The Metadata Builder’s functionality is guided by data management best practices, which have vast implications for scholarly research. The builder ensures that users have access to the most up-to-date information.

Main Components

The Metadata Builder has five sequential steps:

  1. Pick the Documents
  2. Pick Metadata Fields
  3. Examine the Metadata
  4. Save the Metadata
  5. Save the README

1. PICK THE DOCUMENTS
The first step requires users to select the spreadsheet based on the VEP corpus they are interested in working with. The corpus spreadsheets contain information about corpus texts and files. Hovering over a corpus in the dropdown menu activates a tooltip displaying a brief corpus description. This description is replicated in the Step 1 box once a corpus is selected.

MB_step1

For each corpus, VEP offers two versions of metadata spreadsheets: ‘Unrestricted Only’ and ‘All’. To explain the difference, licensing agreements prevent VEP from releasing corpus text files made from restricted content in our source files. We can share, though, metadata about restricted files for research purposes. VEP provides users the option to download a spreadsheet of only the free files in a corpus (Unrestricted Only) or a spreadsheet of both free and restricted files (All). Unrestricted Only spreadsheets catalog the files available in our corpus downloads.
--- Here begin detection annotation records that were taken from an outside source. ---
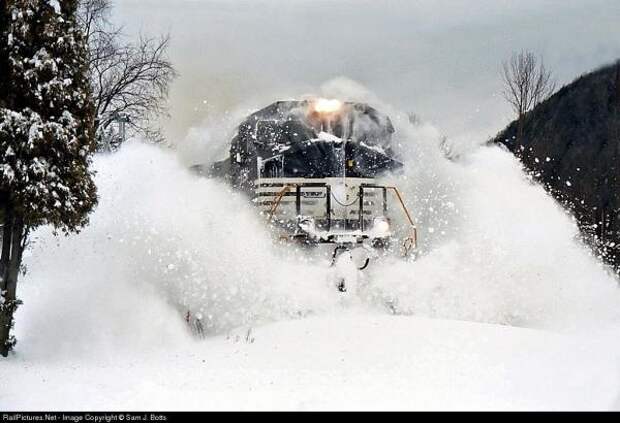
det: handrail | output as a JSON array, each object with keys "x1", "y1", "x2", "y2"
[
  {"x1": 386, "y1": 187, "x2": 415, "y2": 226},
  {"x1": 267, "y1": 185, "x2": 295, "y2": 222}
]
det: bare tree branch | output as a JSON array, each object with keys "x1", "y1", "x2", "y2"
[
  {"x1": 80, "y1": 0, "x2": 177, "y2": 151},
  {"x1": 501, "y1": 51, "x2": 556, "y2": 138}
]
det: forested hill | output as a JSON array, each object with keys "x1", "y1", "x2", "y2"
[{"x1": 493, "y1": 61, "x2": 620, "y2": 270}]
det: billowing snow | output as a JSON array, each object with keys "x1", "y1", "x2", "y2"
[{"x1": 0, "y1": 90, "x2": 620, "y2": 410}]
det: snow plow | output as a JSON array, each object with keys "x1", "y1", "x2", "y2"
[{"x1": 201, "y1": 99, "x2": 416, "y2": 289}]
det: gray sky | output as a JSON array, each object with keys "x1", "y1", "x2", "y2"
[{"x1": 115, "y1": 0, "x2": 620, "y2": 144}]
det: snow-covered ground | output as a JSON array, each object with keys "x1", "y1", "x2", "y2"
[
  {"x1": 0, "y1": 312, "x2": 619, "y2": 410},
  {"x1": 0, "y1": 104, "x2": 620, "y2": 410}
]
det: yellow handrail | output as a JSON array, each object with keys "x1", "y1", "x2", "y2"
[
  {"x1": 267, "y1": 185, "x2": 295, "y2": 222},
  {"x1": 386, "y1": 187, "x2": 418, "y2": 257},
  {"x1": 386, "y1": 187, "x2": 415, "y2": 226}
]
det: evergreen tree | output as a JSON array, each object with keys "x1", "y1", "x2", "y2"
[{"x1": 0, "y1": 0, "x2": 97, "y2": 356}]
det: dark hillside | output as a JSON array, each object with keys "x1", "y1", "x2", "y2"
[{"x1": 494, "y1": 62, "x2": 620, "y2": 270}]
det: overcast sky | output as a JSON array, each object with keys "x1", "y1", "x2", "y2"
[{"x1": 114, "y1": 0, "x2": 620, "y2": 144}]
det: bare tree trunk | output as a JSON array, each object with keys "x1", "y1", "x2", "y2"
[
  {"x1": 0, "y1": 210, "x2": 13, "y2": 291},
  {"x1": 0, "y1": 218, "x2": 25, "y2": 357},
  {"x1": 516, "y1": 113, "x2": 525, "y2": 146}
]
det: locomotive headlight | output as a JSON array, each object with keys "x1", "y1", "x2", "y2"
[
  {"x1": 298, "y1": 217, "x2": 316, "y2": 234},
  {"x1": 371, "y1": 216, "x2": 390, "y2": 238},
  {"x1": 312, "y1": 98, "x2": 342, "y2": 114}
]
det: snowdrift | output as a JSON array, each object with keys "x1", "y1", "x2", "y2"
[{"x1": 0, "y1": 83, "x2": 620, "y2": 409}]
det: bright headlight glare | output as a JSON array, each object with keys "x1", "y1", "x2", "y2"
[
  {"x1": 299, "y1": 217, "x2": 316, "y2": 233},
  {"x1": 372, "y1": 216, "x2": 390, "y2": 236}
]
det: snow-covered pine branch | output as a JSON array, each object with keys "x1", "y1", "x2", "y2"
[{"x1": 0, "y1": 0, "x2": 97, "y2": 356}]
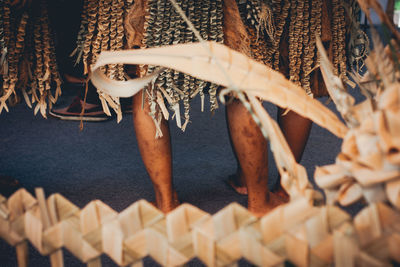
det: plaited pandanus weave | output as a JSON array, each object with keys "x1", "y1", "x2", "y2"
[
  {"x1": 71, "y1": 0, "x2": 133, "y2": 121},
  {"x1": 237, "y1": 0, "x2": 356, "y2": 95},
  {"x1": 140, "y1": 0, "x2": 224, "y2": 130},
  {"x1": 0, "y1": 0, "x2": 61, "y2": 117},
  {"x1": 0, "y1": 189, "x2": 400, "y2": 267}
]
2. PICK THE METADATA FIELDS
This step of the Metadata Builder can be overwhelming for users not familiar with the data we provide to users. This step is the fun part, though, where users select specific information they are interested in.

To understand this step, users need to know that the Metadata Builder pulls information from multiple existing spreadsheets into one spreadsheet specified by the user. From these spreadsheets, users specify the exact columns they want to be dynamically generated as their dataset. Metadata spreadsheets are listed in bold print. Beside the metadata spreadsheet names are a question mark; hovering over it will display a brief description of the spreadsheet’s contents. Users can also view the spreadsheets by click on the source link to the right of the question mark, and the spreadsheet will appear in a new window. Dropdown menus to the right of the metadata spreadsheet list contains the names of all available columns from each linked spreadsheet, and hovering over the column names will display explanatory tooltips.

MB_step2

Below is a list that explains the metadata type spreadsheets you may see in step two:

  • Master Metadata: This spreadsheet contains the corpus metadata provided by the curator, from text name and author to genre and number of pages in the text.
  • Text Links: This spreadsheet contains links to files of unrestricted corpus content hosted on the VEP server. You can click on the links to read corpus texts.
  • Ubiq Categories: This spreadsheet contains DocuScope LAT information for the files in the selected corpus.
  • TCP Metadata: This spreadsheet contains metadata for all TCP digital texts, provided by the TCP.
    Non-English Language Metadata: This spreadsheet lists primary and secondary languages for texts in the TCP that have the least amount of recognizable English in them.
  • Figures-Per-Text Metadata: This spreadsheet lists the number of FIGURE XML tags that appear in each TCP XML text. It is useful for finding texts that contain tables and images.
  • Derived Date Metadata: This spreadsheet provides a programmatically selected date for all text in the TCP.

Users can select columns from as few as one metadata type spreadsheet to as many as columns from all the metadata type spreadsheets. Once users select metadata columns, a ‘Build Metadata’ button appears in the section. Pressing the button generates your data table in the section for step three.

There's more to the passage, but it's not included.